Drafted players normally get the benefit of at least a few years to develop in the system. But last year the Giants showed that they wouldn’t have that much patience. They liked their young crop of linebackers so much, in fact, that they waived Phillip Dillard, a former fourth round pick, after just one season. Now, with a crowded linebacker room, the Giants will likely have to make tough decisions once again. How deep is the position? Well Chase Blackburn is slated as the starting middle linebacker and there’s no guarantee he’ll even make the team. It will be interesting to see what they do with Keith Rivers. Clint Sintim’s career may be coming to an end quickly, and as for the second-year guys, Greg Jones and Spencer Paysinger both probably need to turn some heads in the coming weeks to make the team.

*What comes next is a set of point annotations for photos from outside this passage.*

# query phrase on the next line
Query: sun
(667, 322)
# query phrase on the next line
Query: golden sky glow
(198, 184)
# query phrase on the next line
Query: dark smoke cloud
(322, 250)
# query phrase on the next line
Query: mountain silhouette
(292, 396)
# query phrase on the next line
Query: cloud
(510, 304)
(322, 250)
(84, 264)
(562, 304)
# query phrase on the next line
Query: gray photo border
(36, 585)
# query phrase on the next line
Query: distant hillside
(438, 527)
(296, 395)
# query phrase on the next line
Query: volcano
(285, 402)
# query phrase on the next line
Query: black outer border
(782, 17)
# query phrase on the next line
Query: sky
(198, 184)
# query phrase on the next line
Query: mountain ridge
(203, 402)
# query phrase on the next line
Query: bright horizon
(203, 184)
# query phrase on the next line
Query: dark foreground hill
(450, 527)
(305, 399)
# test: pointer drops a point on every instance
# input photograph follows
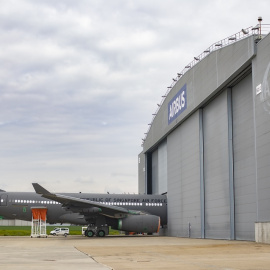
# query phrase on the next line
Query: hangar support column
(230, 156)
(202, 193)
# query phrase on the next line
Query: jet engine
(140, 224)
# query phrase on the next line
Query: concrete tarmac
(23, 253)
(131, 252)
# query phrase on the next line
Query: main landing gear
(98, 231)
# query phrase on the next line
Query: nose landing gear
(98, 231)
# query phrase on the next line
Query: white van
(60, 231)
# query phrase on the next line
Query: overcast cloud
(79, 81)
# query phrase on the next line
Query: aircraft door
(3, 200)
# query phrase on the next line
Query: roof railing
(259, 30)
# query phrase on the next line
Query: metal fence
(259, 31)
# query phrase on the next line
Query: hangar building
(208, 145)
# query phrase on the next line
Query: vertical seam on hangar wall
(202, 193)
(230, 156)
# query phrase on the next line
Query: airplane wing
(81, 205)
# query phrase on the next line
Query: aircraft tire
(89, 233)
(101, 233)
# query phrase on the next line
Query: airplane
(125, 212)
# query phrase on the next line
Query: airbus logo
(177, 104)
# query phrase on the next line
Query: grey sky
(79, 81)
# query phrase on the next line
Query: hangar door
(216, 168)
(184, 211)
(244, 160)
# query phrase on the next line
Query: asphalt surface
(131, 252)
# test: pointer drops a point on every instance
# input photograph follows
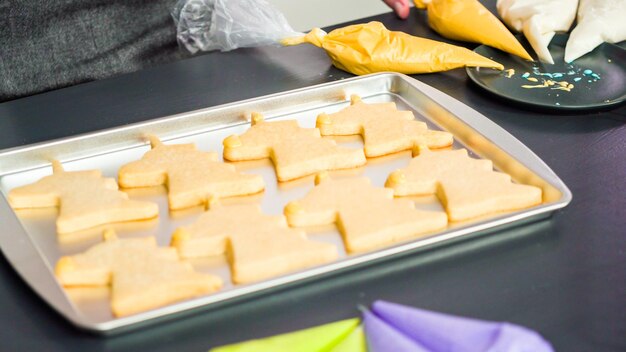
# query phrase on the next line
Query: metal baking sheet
(31, 245)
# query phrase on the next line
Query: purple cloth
(438, 332)
(381, 337)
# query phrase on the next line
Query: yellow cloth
(323, 338)
(470, 21)
(368, 48)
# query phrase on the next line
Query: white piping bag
(599, 21)
(539, 20)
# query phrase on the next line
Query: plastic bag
(205, 25)
(366, 48)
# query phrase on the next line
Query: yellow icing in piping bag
(470, 21)
(368, 48)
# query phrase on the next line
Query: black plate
(608, 61)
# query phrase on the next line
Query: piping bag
(598, 21)
(367, 48)
(470, 21)
(538, 20)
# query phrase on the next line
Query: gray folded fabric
(51, 44)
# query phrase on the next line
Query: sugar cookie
(192, 176)
(467, 187)
(384, 129)
(295, 151)
(258, 246)
(142, 276)
(368, 217)
(85, 199)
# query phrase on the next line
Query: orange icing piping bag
(368, 48)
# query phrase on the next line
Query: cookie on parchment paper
(192, 176)
(257, 246)
(466, 187)
(142, 275)
(367, 217)
(384, 129)
(295, 151)
(85, 199)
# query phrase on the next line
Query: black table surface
(564, 277)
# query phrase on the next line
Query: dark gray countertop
(564, 277)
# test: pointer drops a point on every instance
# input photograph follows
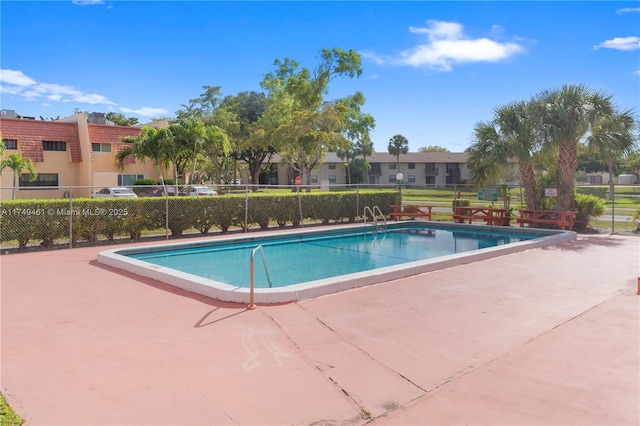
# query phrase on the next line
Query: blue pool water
(307, 258)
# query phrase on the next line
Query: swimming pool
(309, 263)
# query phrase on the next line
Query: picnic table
(561, 219)
(490, 215)
(411, 211)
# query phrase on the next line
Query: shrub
(587, 207)
(460, 203)
(145, 182)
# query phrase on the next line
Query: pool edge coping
(312, 289)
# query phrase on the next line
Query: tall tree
(189, 142)
(305, 125)
(246, 131)
(565, 116)
(613, 137)
(510, 135)
(398, 144)
(154, 144)
(19, 165)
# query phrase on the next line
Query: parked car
(197, 191)
(115, 192)
(158, 192)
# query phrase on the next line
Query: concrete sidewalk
(546, 336)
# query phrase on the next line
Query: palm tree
(18, 164)
(511, 135)
(398, 145)
(613, 137)
(565, 116)
(364, 147)
(349, 153)
(154, 144)
(189, 140)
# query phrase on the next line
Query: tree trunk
(567, 165)
(611, 185)
(531, 190)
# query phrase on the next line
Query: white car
(198, 191)
(115, 192)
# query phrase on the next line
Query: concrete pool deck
(547, 336)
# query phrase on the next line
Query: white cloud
(621, 43)
(447, 45)
(146, 111)
(15, 78)
(628, 10)
(87, 2)
(16, 83)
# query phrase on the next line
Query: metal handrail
(384, 219)
(373, 216)
(251, 274)
(373, 212)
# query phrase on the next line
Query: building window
(10, 143)
(54, 146)
(453, 168)
(101, 147)
(128, 180)
(43, 179)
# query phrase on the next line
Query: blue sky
(432, 70)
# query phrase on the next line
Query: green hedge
(86, 219)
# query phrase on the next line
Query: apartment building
(417, 168)
(77, 151)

Ahmad Bradshaw will be the starter. David Wilson, the first-round pick, will have at least a minimal role on the team (if not, as some expect, a pretty large one). That leaves DJ Ware, Andre Brown and Da’Rel Scott to fight it out for what figures to be the two remaining running back jobs. Three pieces for two holes. Ware knows the system, but the Giants know Ware (or, more specifically, know his ceiling). Brown was still coming off his Achilles issues last season and should be stronger this summer. Scott never quite fit into the offense as a rookie, but his speed was impressive in the preseason. If the Giants are looking to go with lightning-quick backs instead of the bruisers they’ve employed in the past, it could be bad news for Ware.

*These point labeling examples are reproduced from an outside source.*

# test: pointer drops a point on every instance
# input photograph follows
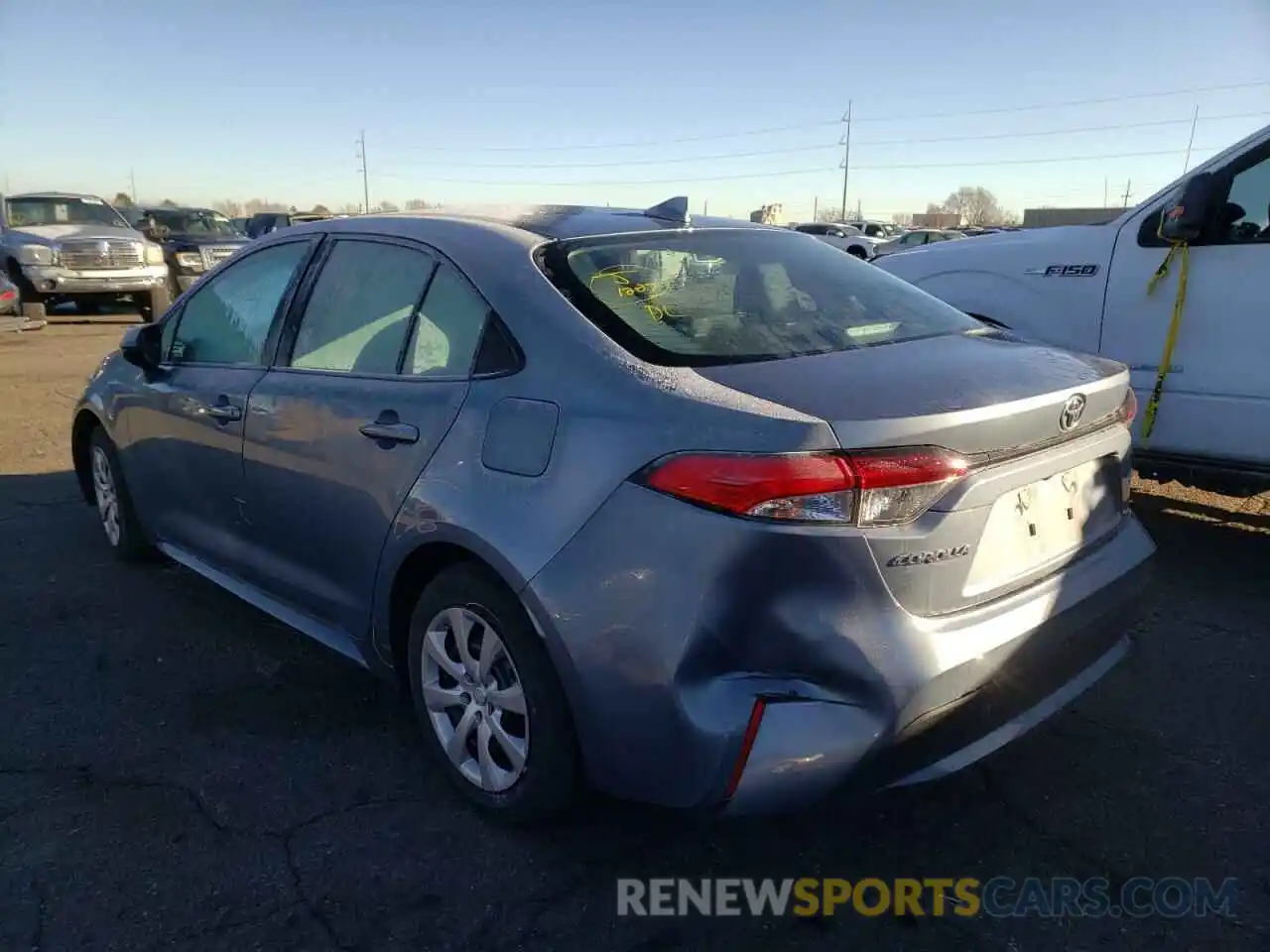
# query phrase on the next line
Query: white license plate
(1042, 522)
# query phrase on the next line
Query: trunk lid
(976, 395)
(1039, 493)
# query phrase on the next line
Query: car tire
(113, 503)
(518, 767)
(35, 312)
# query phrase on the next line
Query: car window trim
(271, 340)
(300, 302)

Deon Grant said in a report this weekend that he expects to be re-signed by the Giants during training camp. There are a bunch of guys who are trying to make that move unnecessary. Antrel Rolle and Kenny Phillips will be the starters, but then there are guys like Tyler Sash, Stevie Brown and Chris Horton who will be trying to become that third safety the Giants have employed so often in the last two years. Then again, if the corners can remain healthy, the Giants may need only two traditional safeties (that’s Antrel Rolle you hear applauding that idea). Grant may be back, but it will only be if he’s needed due to injuries or if no one can step up by the second preseason game.

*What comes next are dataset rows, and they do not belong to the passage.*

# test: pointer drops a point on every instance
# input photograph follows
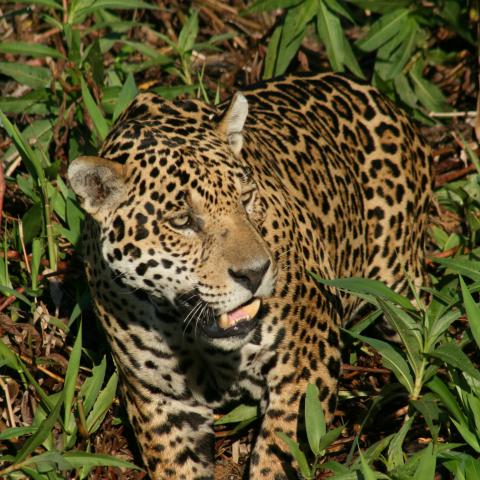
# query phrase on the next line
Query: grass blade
(71, 376)
(99, 122)
(473, 312)
(297, 454)
(29, 49)
(41, 434)
(35, 77)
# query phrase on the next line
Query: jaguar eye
(247, 197)
(180, 222)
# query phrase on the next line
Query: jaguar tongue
(243, 313)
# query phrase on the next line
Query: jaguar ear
(99, 182)
(233, 120)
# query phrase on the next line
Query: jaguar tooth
(245, 313)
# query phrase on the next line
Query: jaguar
(205, 227)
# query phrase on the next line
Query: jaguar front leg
(271, 457)
(176, 439)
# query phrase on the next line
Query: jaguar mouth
(237, 322)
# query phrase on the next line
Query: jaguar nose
(250, 278)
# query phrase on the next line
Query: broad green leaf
(238, 414)
(102, 404)
(470, 437)
(188, 34)
(297, 454)
(272, 52)
(350, 60)
(384, 29)
(32, 222)
(368, 473)
(268, 5)
(38, 135)
(426, 466)
(101, 125)
(125, 97)
(48, 461)
(41, 434)
(391, 64)
(16, 432)
(330, 32)
(94, 57)
(467, 267)
(473, 312)
(381, 6)
(392, 360)
(427, 406)
(368, 286)
(405, 90)
(451, 354)
(439, 327)
(10, 292)
(428, 93)
(37, 251)
(293, 32)
(71, 376)
(314, 418)
(408, 331)
(29, 49)
(443, 392)
(91, 7)
(173, 92)
(396, 456)
(337, 7)
(35, 77)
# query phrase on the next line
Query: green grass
(61, 95)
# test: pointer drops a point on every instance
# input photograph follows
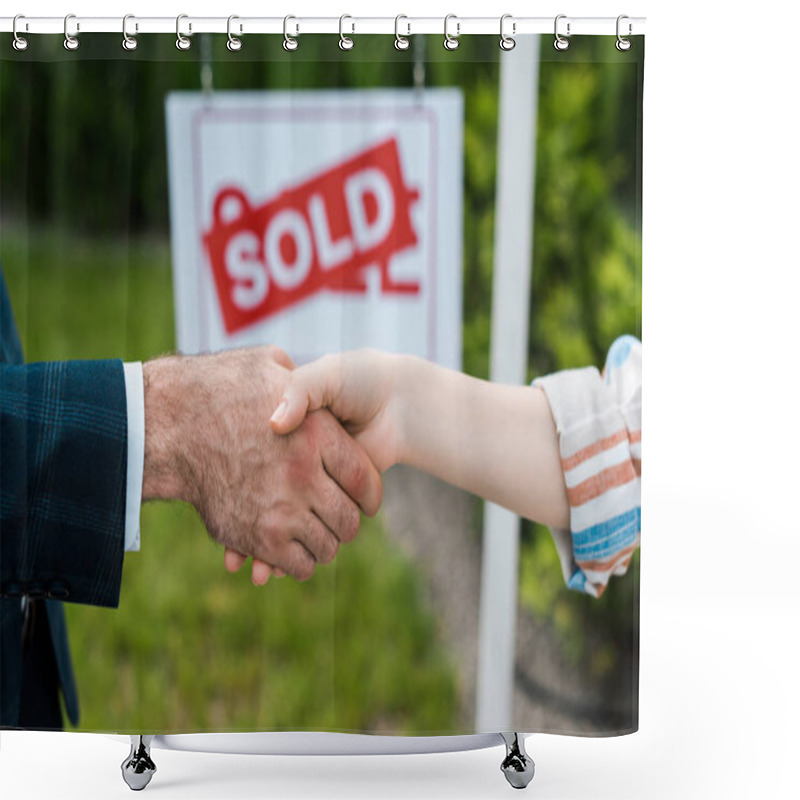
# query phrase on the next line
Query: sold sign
(319, 235)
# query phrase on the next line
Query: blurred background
(384, 639)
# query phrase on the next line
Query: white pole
(516, 163)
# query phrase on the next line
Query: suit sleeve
(63, 465)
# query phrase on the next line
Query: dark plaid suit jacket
(63, 469)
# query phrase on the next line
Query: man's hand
(286, 500)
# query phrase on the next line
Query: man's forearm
(167, 406)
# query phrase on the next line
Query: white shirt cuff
(134, 393)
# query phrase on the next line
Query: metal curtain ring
(70, 42)
(561, 43)
(288, 42)
(128, 42)
(451, 42)
(623, 44)
(507, 42)
(182, 43)
(233, 44)
(345, 42)
(20, 42)
(400, 42)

Tick tock. That’s the clock of patience that is beating away on a few Giants receivers. The team is hoping to finally see what they thought Ramses Barden capable of when they drafted him this summer. If not, he could very well be a goner by September. Domenik Hixon is a wonderful story and will be competing for the No. 3 receiver job, but he’s a sore knee away from having the organization raise eyebrows and wonder what his shelflife will be like after two consecutive ACL tears. And Jerrel Jernigan was one of the players who really suffered from the lack of an offseason program last spring and summer. He’ll be trying to carve out his role in the offense in the coming weeks. With a new crop of rookies like Wilson and Hosley and Rueben Randle expected to make an impact on special teams, Jernigan won’t have his return game to help him make the team. And if Jernigan doesn’t think the Giants would cut a fourth-round pick after just one season, well, he can talk to Phillip Dillard about that.